Prediction #1: Fix it in pre!
Troubleshooting on a shoot or content creation day often prompts someone to say ‘don’t worry, we’ll fix it in post(production)!’. In the near future, AI tools may become so powerful the need to actually do a shoot or content creation day in the first place could become harder to justify. You’ll be able to create almost anything you could capture in real life from the comfort of your laptop, without a single travel expense submitted.
Therefore, if we do take the time and effort to create things in the real world, it will become essential (if it isn’t already) we make it clear that we have done so, by weaving the production method into the fabric of the creative itself, and/or squeezing every last drop of value out of behind-the-scenes opportunities.
Prediction #2: ‘Enhance 224 to 176’
AI tools already allow you to take small, low-res images and enhance them ‘x’ number of times to the point where they become a high-res print-ready asset to use in out-of-home placements and beyond! We may never get the hoverboard from Back to the Future, but the Esper photo analysis scene from Blade Runner is very much a reality in the here and now.
This aspect of AI will allow us as creatives to swipe and comp together a great range of previously unusably low-res visual reference online into more polished visual articulations of our ideas that are closer to what we have in our heads, and reduce the reliance on stock image and footage libraries – which are often overused by rival agencies, working in similar sectors and markets.

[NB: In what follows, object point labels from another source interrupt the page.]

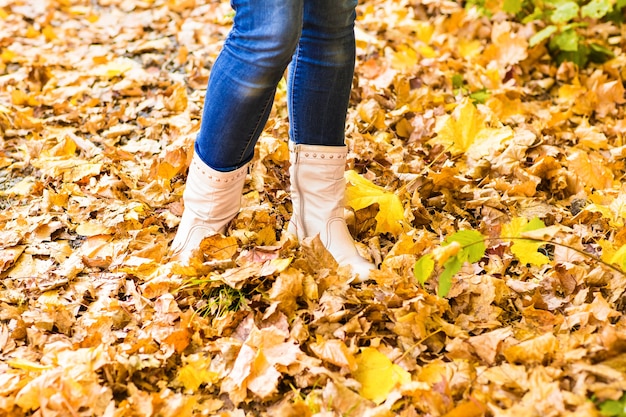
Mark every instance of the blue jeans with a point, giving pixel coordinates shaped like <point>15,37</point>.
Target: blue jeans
<point>315,38</point>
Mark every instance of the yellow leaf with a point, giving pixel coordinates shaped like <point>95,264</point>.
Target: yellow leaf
<point>404,58</point>
<point>333,351</point>
<point>93,229</point>
<point>459,131</point>
<point>196,372</point>
<point>424,31</point>
<point>114,68</point>
<point>363,193</point>
<point>377,375</point>
<point>26,365</point>
<point>618,257</point>
<point>219,247</point>
<point>470,48</point>
<point>591,168</point>
<point>489,140</point>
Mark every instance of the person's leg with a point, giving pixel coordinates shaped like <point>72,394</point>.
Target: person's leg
<point>319,82</point>
<point>243,80</point>
<point>321,71</point>
<point>238,100</point>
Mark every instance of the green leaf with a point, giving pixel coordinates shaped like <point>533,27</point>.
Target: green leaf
<point>423,268</point>
<point>565,41</point>
<point>512,6</point>
<point>525,250</point>
<point>596,9</point>
<point>612,408</point>
<point>450,268</point>
<point>542,35</point>
<point>565,12</point>
<point>472,243</point>
<point>599,53</point>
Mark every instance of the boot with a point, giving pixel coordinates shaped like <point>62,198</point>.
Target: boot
<point>212,199</point>
<point>317,195</point>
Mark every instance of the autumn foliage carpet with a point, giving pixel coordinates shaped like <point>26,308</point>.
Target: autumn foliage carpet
<point>455,124</point>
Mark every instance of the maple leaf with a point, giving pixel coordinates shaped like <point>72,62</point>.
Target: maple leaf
<point>458,131</point>
<point>362,193</point>
<point>591,170</point>
<point>377,375</point>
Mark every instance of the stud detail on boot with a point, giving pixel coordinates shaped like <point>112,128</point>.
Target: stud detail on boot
<point>212,199</point>
<point>317,195</point>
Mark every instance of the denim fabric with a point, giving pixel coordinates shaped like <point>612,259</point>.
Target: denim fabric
<point>315,38</point>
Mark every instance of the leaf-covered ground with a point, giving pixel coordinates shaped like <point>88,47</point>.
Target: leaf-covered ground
<point>452,112</point>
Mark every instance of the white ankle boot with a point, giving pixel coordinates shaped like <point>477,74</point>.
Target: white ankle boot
<point>317,195</point>
<point>212,199</point>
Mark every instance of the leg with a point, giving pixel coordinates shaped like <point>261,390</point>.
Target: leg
<point>320,74</point>
<point>320,78</point>
<point>243,80</point>
<point>237,104</point>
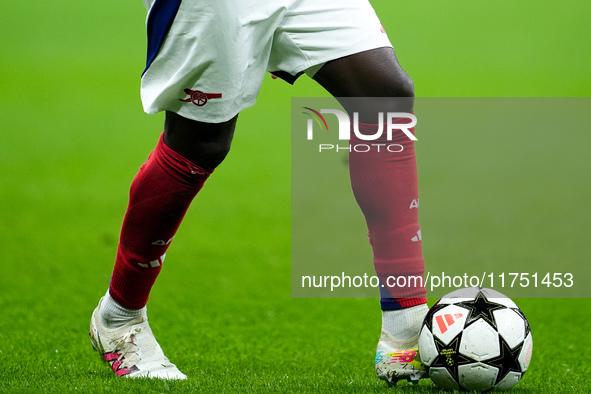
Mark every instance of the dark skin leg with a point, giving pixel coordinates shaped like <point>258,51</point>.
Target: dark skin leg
<point>374,73</point>
<point>204,144</point>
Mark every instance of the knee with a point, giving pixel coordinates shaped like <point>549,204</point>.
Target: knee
<point>204,144</point>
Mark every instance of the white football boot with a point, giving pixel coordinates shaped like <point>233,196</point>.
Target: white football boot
<point>132,350</point>
<point>399,360</point>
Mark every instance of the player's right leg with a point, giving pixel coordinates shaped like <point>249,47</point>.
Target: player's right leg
<point>200,69</point>
<point>160,195</point>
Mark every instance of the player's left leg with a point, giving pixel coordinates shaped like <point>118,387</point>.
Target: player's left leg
<point>385,186</point>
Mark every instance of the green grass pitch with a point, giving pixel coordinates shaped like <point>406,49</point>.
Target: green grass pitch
<point>74,134</point>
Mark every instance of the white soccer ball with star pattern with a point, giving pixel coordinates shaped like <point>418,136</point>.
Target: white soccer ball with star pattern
<point>475,339</point>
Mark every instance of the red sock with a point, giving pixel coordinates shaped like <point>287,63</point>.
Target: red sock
<point>159,198</point>
<point>385,186</point>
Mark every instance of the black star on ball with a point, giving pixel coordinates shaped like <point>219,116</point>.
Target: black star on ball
<point>449,357</point>
<point>481,308</point>
<point>507,361</point>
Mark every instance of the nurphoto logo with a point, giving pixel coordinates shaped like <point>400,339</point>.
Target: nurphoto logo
<point>387,127</point>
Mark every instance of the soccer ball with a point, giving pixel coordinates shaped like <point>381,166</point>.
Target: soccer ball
<point>475,339</point>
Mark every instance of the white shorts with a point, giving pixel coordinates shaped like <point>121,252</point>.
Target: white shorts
<point>207,58</point>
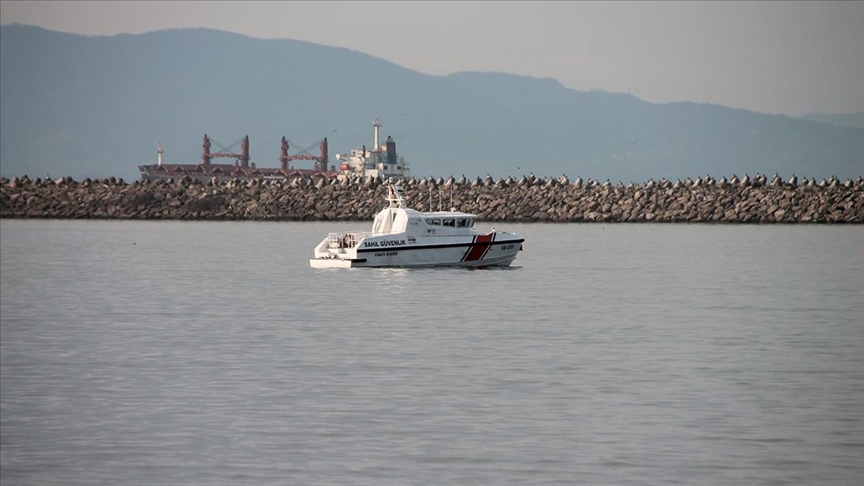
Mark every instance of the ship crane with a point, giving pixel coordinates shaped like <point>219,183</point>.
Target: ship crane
<point>225,152</point>
<point>320,160</point>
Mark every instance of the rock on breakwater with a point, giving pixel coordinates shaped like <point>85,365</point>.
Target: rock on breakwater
<point>528,199</point>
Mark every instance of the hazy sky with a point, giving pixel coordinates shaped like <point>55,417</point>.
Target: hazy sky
<point>773,57</point>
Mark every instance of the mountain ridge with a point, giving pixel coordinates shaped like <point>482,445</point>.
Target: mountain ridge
<point>94,106</point>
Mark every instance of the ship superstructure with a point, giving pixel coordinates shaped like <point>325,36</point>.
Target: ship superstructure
<point>381,161</point>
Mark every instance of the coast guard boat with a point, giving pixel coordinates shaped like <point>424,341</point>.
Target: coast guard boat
<point>404,237</point>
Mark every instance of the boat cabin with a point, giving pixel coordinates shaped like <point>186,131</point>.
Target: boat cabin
<point>399,220</point>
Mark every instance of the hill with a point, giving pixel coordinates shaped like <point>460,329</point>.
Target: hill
<point>854,120</point>
<point>94,106</point>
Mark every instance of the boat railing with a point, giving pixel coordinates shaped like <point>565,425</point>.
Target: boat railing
<point>347,239</point>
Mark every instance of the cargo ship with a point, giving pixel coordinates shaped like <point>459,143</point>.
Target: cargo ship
<point>381,161</point>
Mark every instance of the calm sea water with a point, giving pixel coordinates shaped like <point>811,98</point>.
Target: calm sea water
<point>169,353</point>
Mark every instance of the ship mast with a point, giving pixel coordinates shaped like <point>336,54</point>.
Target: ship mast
<point>375,146</point>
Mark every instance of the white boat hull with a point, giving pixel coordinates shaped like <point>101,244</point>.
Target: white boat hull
<point>492,250</point>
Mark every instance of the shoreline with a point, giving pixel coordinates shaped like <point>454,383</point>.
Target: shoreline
<point>527,200</point>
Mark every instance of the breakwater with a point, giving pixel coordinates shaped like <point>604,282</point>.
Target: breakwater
<point>529,199</point>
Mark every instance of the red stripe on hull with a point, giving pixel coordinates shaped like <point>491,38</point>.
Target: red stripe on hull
<point>481,245</point>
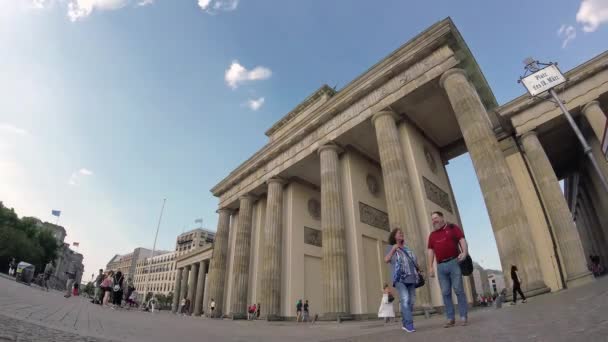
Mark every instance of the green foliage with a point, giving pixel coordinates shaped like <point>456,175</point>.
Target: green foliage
<point>23,240</point>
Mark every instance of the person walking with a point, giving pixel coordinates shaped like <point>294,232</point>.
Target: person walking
<point>386,309</point>
<point>48,272</point>
<point>12,266</point>
<point>404,272</point>
<point>448,244</point>
<point>117,289</point>
<point>298,310</point>
<point>212,308</point>
<point>305,318</point>
<point>516,280</point>
<point>106,287</point>
<point>97,295</point>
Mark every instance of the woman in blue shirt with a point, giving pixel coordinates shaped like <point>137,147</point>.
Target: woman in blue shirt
<point>403,265</point>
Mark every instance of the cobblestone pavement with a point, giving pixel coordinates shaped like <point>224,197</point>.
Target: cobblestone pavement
<point>30,314</point>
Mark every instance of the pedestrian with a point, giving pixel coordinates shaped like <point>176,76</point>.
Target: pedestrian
<point>298,310</point>
<point>516,280</point>
<point>71,278</point>
<point>12,266</point>
<point>405,275</point>
<point>48,272</point>
<point>386,310</point>
<point>106,287</point>
<point>448,244</point>
<point>117,289</point>
<point>212,308</point>
<point>97,295</point>
<point>305,318</point>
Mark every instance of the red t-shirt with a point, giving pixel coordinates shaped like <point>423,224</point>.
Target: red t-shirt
<point>444,242</point>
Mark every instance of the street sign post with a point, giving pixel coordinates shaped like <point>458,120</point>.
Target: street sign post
<point>538,80</point>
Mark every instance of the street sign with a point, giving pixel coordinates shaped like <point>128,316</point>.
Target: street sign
<point>543,80</point>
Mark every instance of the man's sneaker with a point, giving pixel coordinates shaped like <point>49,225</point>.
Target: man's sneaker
<point>409,328</point>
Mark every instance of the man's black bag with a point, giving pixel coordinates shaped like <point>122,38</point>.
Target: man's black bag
<point>466,265</point>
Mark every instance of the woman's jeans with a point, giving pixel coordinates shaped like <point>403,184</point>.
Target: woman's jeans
<point>407,298</point>
<point>450,277</point>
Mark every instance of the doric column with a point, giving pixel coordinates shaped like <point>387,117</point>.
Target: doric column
<point>335,267</point>
<point>271,260</point>
<point>505,208</point>
<point>399,194</point>
<point>566,234</point>
<point>200,288</point>
<point>176,294</point>
<point>218,264</point>
<point>596,118</point>
<point>242,252</point>
<point>193,284</point>
<point>184,289</point>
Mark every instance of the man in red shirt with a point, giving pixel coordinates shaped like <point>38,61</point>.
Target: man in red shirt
<point>448,244</point>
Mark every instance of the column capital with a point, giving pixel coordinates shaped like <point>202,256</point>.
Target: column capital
<point>330,145</point>
<point>590,105</point>
<point>528,134</point>
<point>227,211</point>
<point>279,180</point>
<point>250,197</point>
<point>383,113</point>
<point>451,72</point>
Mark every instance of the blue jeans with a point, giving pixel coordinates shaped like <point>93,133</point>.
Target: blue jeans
<point>407,298</point>
<point>450,277</point>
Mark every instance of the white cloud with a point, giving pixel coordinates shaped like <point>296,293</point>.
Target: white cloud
<point>77,176</point>
<point>592,13</point>
<point>80,9</point>
<point>214,6</point>
<point>567,33</point>
<point>255,104</point>
<point>237,74</point>
<point>12,129</point>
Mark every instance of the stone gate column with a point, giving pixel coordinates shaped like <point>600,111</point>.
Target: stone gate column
<point>566,235</point>
<point>176,294</point>
<point>193,284</point>
<point>271,260</point>
<point>335,267</point>
<point>596,118</point>
<point>242,251</point>
<point>399,194</point>
<point>184,289</point>
<point>505,208</point>
<point>218,263</point>
<point>200,288</point>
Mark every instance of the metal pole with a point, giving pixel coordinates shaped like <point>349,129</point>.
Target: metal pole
<point>154,247</point>
<point>581,138</point>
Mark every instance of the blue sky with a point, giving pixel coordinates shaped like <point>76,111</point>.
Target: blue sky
<point>108,106</point>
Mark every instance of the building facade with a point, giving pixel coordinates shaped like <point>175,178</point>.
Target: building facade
<point>193,239</point>
<point>308,216</point>
<point>161,276</point>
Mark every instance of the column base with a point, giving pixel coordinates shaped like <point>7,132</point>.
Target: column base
<point>238,316</point>
<point>336,316</point>
<point>272,318</point>
<point>579,280</point>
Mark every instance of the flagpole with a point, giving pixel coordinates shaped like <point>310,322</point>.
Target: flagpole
<point>162,209</point>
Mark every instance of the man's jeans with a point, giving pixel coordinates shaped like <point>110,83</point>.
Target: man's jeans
<point>407,298</point>
<point>450,277</point>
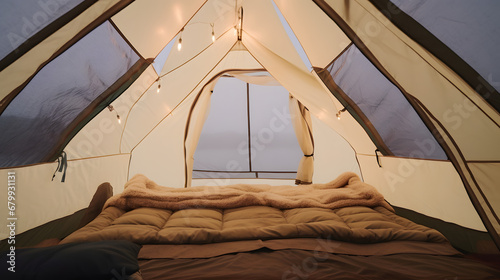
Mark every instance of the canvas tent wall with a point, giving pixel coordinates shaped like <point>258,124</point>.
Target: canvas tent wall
<point>386,70</point>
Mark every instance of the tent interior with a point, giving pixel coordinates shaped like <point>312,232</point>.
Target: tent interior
<point>207,93</point>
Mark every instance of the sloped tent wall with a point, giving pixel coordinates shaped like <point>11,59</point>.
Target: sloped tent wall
<point>153,125</point>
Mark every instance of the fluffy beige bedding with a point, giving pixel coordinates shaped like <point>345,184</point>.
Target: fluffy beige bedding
<point>346,190</point>
<point>344,210</point>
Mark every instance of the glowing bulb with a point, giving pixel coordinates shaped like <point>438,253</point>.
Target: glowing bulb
<point>179,45</point>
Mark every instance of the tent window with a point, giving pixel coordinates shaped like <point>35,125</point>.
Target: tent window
<point>385,106</point>
<point>469,28</point>
<point>248,134</point>
<point>34,121</point>
<point>20,20</point>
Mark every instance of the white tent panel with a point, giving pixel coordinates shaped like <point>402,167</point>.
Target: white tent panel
<point>487,174</point>
<point>332,154</point>
<point>261,22</point>
<point>150,25</point>
<point>197,33</point>
<point>432,188</point>
<point>153,106</point>
<point>321,46</point>
<point>463,120</point>
<point>103,134</point>
<point>40,200</point>
<point>161,155</point>
<point>300,83</point>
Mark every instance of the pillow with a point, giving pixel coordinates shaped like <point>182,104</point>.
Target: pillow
<point>113,259</point>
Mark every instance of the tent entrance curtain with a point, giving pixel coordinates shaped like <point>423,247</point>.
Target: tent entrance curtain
<point>248,133</point>
<point>302,124</point>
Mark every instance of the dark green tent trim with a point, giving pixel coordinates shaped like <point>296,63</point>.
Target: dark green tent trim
<point>100,103</point>
<point>44,33</point>
<point>423,37</point>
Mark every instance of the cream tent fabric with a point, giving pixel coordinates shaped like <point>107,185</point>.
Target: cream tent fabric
<point>381,90</point>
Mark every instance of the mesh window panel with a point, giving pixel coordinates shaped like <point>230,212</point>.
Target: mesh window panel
<point>385,106</point>
<point>223,144</point>
<point>19,20</point>
<point>469,28</point>
<point>273,140</point>
<point>33,122</point>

Prediction #3: Uncanny valley will be firmly in the rear-view mirror … next stop, insanity
The ‘uncanny valley effect’ – an eerie or unsettling feeling that some people experience in response to not-quite-human figures like humanoid robots and lifelike computer-generated characters – will shortly become a thing of the past (again … if it isn’t already).
When we can no longer distinguish between real and artificial representations of our fellow humans when consuming entertainment, news, or just connecting with others, it will be all the more important to create experiences and campaigns built on human truths. In fact, I further predict the well-worn marketing phrase ‘human truth’ will have be bit of a renaissance as a result of advancing AI. And the more, as I think about it, pertinent our platform-wide purpose – health more human™ – will become.